On December 30, the people of DR Congo went to the polls to elect a new president to succeed Joseph Kabila. The much-delayed elections offered an opportunity for the vast central African nation to witness a peaceful transfer of power.
However, the country's electoral commission barred voting in opposition strongholds. It cited an Ebola outbreak and violence as the reasons for postponing the elections until March. By this time, the country will have a new president.
The world over, no elections are immune from challenges. But why are African elections so inseparable from controversy? In this age of technology, one wonders why election results, however vast a country is, would take long to be declared and be shrouded in secrecy.
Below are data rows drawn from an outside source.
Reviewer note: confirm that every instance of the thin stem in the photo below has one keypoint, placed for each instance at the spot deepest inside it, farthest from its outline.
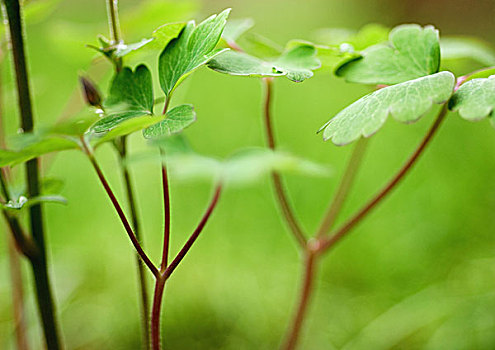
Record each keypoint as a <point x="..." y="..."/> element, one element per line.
<point x="194" y="236"/>
<point x="20" y="327"/>
<point x="295" y="326"/>
<point x="18" y="310"/>
<point x="114" y="28"/>
<point x="166" y="214"/>
<point x="344" y="187"/>
<point x="160" y="281"/>
<point x="113" y="20"/>
<point x="340" y="233"/>
<point x="280" y="192"/>
<point x="131" y="201"/>
<point x="156" y="313"/>
<point x="45" y="301"/>
<point x="120" y="212"/>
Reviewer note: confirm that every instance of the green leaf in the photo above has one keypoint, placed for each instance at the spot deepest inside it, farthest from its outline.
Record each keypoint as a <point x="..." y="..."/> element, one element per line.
<point x="412" y="52"/>
<point x="260" y="46"/>
<point x="193" y="48"/>
<point x="241" y="64"/>
<point x="235" y="28"/>
<point x="406" y="102"/>
<point x="296" y="63"/>
<point x="160" y="39"/>
<point x="370" y="34"/>
<point x="475" y="99"/>
<point x="455" y="48"/>
<point x="50" y="186"/>
<point x="131" y="95"/>
<point x="244" y="167"/>
<point x="36" y="146"/>
<point x="127" y="127"/>
<point x="23" y="202"/>
<point x="176" y="120"/>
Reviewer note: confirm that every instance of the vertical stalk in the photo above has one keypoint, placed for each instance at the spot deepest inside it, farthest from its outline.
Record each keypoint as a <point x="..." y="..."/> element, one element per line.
<point x="295" y="327"/>
<point x="116" y="36"/>
<point x="119" y="210"/>
<point x="280" y="192"/>
<point x="20" y="328"/>
<point x="44" y="296"/>
<point x="131" y="201"/>
<point x="18" y="310"/>
<point x="327" y="243"/>
<point x="114" y="28"/>
<point x="160" y="281"/>
<point x="344" y="187"/>
<point x="166" y="216"/>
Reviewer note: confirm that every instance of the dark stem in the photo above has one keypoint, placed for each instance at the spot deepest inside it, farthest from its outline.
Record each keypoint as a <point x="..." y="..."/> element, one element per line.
<point x="280" y="192"/>
<point x="131" y="200"/>
<point x="166" y="214"/>
<point x="340" y="233"/>
<point x="344" y="187"/>
<point x="20" y="328"/>
<point x="160" y="281"/>
<point x="114" y="28"/>
<point x="295" y="326"/>
<point x="182" y="253"/>
<point x="156" y="313"/>
<point x="120" y="212"/>
<point x="44" y="296"/>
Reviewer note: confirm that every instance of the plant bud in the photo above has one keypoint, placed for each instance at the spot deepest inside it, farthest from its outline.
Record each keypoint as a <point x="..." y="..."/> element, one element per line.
<point x="90" y="92"/>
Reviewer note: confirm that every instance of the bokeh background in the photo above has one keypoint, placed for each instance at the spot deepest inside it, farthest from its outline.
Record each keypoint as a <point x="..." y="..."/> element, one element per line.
<point x="418" y="273"/>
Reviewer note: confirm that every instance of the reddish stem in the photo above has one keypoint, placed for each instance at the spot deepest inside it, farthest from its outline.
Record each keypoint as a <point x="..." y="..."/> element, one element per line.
<point x="280" y="192"/>
<point x="120" y="212"/>
<point x="310" y="264"/>
<point x="327" y="243"/>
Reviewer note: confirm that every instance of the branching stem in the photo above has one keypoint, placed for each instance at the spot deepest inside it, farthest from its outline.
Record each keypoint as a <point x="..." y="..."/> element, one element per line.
<point x="120" y="212"/>
<point x="340" y="233"/>
<point x="280" y="192"/>
<point x="162" y="278"/>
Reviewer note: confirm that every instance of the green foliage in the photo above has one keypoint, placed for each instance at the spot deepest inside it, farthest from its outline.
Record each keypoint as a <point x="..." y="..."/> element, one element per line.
<point x="406" y="102"/>
<point x="22" y="202"/>
<point x="176" y="120"/>
<point x="160" y="39"/>
<point x="370" y="34"/>
<point x="412" y="52"/>
<point x="475" y="99"/>
<point x="193" y="48"/>
<point x="235" y="28"/>
<point x="455" y="48"/>
<point x="131" y="95"/>
<point x="297" y="63"/>
<point x="35" y="146"/>
<point x="242" y="168"/>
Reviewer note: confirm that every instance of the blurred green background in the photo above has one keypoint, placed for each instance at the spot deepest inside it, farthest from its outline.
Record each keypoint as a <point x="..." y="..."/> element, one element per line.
<point x="418" y="273"/>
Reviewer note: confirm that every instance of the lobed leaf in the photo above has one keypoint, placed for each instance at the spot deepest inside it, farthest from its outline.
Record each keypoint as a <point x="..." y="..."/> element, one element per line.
<point x="131" y="95"/>
<point x="193" y="48"/>
<point x="244" y="167"/>
<point x="23" y="202"/>
<point x="127" y="127"/>
<point x="41" y="145"/>
<point x="176" y="120"/>
<point x="234" y="29"/>
<point x="406" y="102"/>
<point x="297" y="63"/>
<point x="455" y="48"/>
<point x="412" y="52"/>
<point x="475" y="99"/>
Delaying the release of election results does little to prop up claims of a free and fair exercise. Instead it raises tension, which is a bad thing for country on the edge like DR Congo.
In the pre-vote polls, the compromise opposition candidate Martin Fayulu was widely expected to win. The Catholic Church dispatched over 40,000 observers to monitor the elections and according to its tally, Fayulu won by a wide margin, defeating Kabila's protege Emmanuel Shadary and Felix Tshisekedi.
Fayulu claimed there was a backroom deal between Kabila and Tshisekedi's camps. France and the African Union have cast doubts on the poll results. It is these doubts that deny president-elect Tshisekedi the much-needed legitimacy to rule.
It is only the Southern African Development Community that has given the election results a clean bill of health. But the community is dominated by South Africa whose interests in DR Congo cannot be denied.